Podczas niecodziennego wydarzenia, w zagrodzie świętowały wszystkie żubry. Co prawda najmniejsza krówka, urodzona 15 lipca bohaterka dnia, darzona była największym zainteresowaniem, to jednak gabaryty starszych osobników nie pozostały niezauważone. Najstarszy w stadzie byk Pogaj waży około 700 kg i w kłębie liczy blisko 1,8 metra. Matka Powójki, Poinsecja II nieco ustępuje mu rozmiarami, i chociaż z jedej strony budzi respekt, z drugiej rozczula czułą opieką nad potomkiem. Cielak nadal ssie mleko matki, nie mniej marchew przyniesioną przez uczestników wydarzenia zajadał z wielką ochotą. Do uczty dołączyły również pozostałe żubry.
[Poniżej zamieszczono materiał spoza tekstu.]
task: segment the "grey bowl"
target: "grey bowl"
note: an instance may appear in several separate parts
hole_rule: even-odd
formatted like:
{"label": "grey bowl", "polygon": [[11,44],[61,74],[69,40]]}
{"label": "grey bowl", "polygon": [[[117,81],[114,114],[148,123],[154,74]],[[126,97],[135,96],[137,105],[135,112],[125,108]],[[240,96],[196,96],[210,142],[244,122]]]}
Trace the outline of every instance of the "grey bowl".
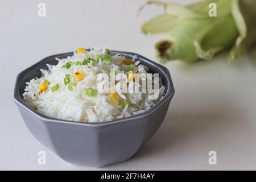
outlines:
{"label": "grey bowl", "polygon": [[72,164],[102,167],[127,160],[158,130],[174,94],[168,70],[134,53],[113,51],[128,58],[135,55],[151,73],[158,73],[166,86],[164,98],[150,110],[130,118],[102,123],[86,123],[48,117],[28,106],[22,100],[26,82],[40,77],[46,64],[57,64],[55,57],[73,55],[68,52],[44,58],[17,76],[14,101],[32,135],[60,158]]}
Aktualnie w zagrodzie, razem z maluchem jest ich 5. Dwie dorosłe krowy pochodzą z Białowieży a przywódca stada, nadmieniony Pogaj, podobnie jak jego 3-letni potomek, urodził się w Gołuchowie. Jak widać, zagrodę zasilają osobniki przyjeżdżające z innych ośrodków hodowlanych. Tak też dzieje się z gołuchowskimi żubrami, które w ostatnim czasie dołączyły do stad w Hiszpanii i Francji. Taka kontrolowana migracja żubrów jest konieczna ze względu na potrzebę możliwie największego różnicowania puli genowej. Należy pamiętać, że dzisiejsza populacja żubra, która po pierwszej wojnie światowej był na skraju wyginięcia, została odtworzona z dwunastu osobników.
Według Księgi Rodowodowej Żubrów na koniec 2018 r. w całej Polsce żyło 1820 żubrów. Są one dowodem odpowiedzialnego procesu restytucji (przywracania gatunku dla środowiska) prowadzonego przez naukowców, przyrodników i leśników.
Interesująca historia tego chronionego gatunków zaciekawiła uczestników uroczystości w gołuchowskiej zagrodzie, wśród których poza panią Agnieszką i jej rodziną były osoby nagrodzone upominkami za udział w konkursie, wyłonione w losowaniu. Spotkanie z dyrektorem Ośrodka Kultury Leśnej i pracownikami było znakomitą okazją do zadawania pytań, nie tylko o żubry. Goście wydarzenia zwiedzili w tym dniu również Muzeum Leśnictwa i zabytkowy park-arboretum.